O litígio em análise tem como facto originário a perda de mercadoria por consequência de roubo durante o transporte desta de Portugal para Polónia.

Da matéria de facto ficou assente que uma empresa, segurada pela Autora, contratou em 2011 com a 1ª Ré o transporte, por camião, de 33 paletes com 2000 peças de consolas de jogos de Portugal para Polónia, ficando estes abrangidos pela Convenção relativa ao Contrato de Transporte Internacional de Mercadorias por Estrada (adiante CMR) e pela restante legislação portuguesa aplicável. A Autora (ora Recorrente) peticionou ao tribunal recorrido a condenação das Rés, a empresa de transporte subcontrada, a empresa transportadora e a seguradora da transportadora, no pagamento solidário de indemnização à Autora da quantia de EUR 250.000,00 (valor que a Autora teve de pagar à expedidora e proprietária da mercadoria roubada, sua segurada) acrescida de juros de mora vencidos no valor de EUR 8.227,74 e vincendos até efetivo e integral pagamento.  

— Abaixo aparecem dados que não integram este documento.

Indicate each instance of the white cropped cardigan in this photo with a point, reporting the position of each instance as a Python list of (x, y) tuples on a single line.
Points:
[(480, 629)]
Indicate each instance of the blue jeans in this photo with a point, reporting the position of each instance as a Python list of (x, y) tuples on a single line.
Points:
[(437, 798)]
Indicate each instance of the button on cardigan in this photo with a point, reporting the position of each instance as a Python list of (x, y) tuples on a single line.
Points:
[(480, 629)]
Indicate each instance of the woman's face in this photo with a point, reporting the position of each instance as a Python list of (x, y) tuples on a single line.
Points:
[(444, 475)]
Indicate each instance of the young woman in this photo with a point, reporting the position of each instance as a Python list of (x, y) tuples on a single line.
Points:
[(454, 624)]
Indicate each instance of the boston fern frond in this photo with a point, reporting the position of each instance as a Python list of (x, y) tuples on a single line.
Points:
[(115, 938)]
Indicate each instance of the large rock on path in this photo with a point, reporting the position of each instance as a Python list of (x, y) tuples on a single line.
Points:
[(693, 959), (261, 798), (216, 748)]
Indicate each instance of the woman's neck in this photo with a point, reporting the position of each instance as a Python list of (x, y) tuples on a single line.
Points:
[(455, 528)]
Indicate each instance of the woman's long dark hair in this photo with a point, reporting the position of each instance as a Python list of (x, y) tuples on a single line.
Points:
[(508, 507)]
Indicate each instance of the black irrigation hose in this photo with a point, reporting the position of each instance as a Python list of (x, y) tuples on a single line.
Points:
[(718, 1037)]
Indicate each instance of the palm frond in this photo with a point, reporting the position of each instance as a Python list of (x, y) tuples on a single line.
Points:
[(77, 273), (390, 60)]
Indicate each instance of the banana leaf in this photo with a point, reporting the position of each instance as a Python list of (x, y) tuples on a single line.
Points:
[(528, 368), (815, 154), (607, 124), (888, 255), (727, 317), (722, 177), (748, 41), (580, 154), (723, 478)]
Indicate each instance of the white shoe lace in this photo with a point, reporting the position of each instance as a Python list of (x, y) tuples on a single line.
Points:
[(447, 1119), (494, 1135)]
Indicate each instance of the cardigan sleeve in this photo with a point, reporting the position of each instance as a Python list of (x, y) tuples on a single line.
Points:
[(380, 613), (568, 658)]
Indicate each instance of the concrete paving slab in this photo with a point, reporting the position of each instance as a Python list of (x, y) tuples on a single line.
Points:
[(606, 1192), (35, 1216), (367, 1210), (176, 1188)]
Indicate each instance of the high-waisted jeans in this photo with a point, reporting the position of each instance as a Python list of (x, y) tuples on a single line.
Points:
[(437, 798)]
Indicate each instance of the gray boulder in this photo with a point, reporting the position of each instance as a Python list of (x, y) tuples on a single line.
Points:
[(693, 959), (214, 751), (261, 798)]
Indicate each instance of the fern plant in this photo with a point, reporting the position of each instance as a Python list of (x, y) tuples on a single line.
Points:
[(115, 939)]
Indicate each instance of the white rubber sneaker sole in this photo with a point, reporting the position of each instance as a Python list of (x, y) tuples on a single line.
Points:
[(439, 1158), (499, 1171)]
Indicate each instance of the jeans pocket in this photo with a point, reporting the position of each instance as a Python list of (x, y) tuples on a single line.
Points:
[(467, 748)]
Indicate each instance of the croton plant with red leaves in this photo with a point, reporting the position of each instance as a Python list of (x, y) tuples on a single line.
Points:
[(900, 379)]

Dentre vários argumentos, as Rés alegaram na sua defesa a prescrição do direito da Autora, a existência de situação de força maior, excludente da responsabilidade da transportadora, e o limite legalmente imposto à indemnização que fora peticionada.

O Tribunal da 1ª Instância julgou a ação improcedente por considerar que se tinha verificado a prescrição invocada pelas Rés e que estávamos de facto perante um caso que configurava a situação de força maior e que era excludente de responsabilidade civil da transportadora e da seguradora. Insatisfeita com o desfecho que ação tinha tido, a Autora (ora Recorrente) interpôs recurso de apelação que deu lugar ao acórdão em análise.  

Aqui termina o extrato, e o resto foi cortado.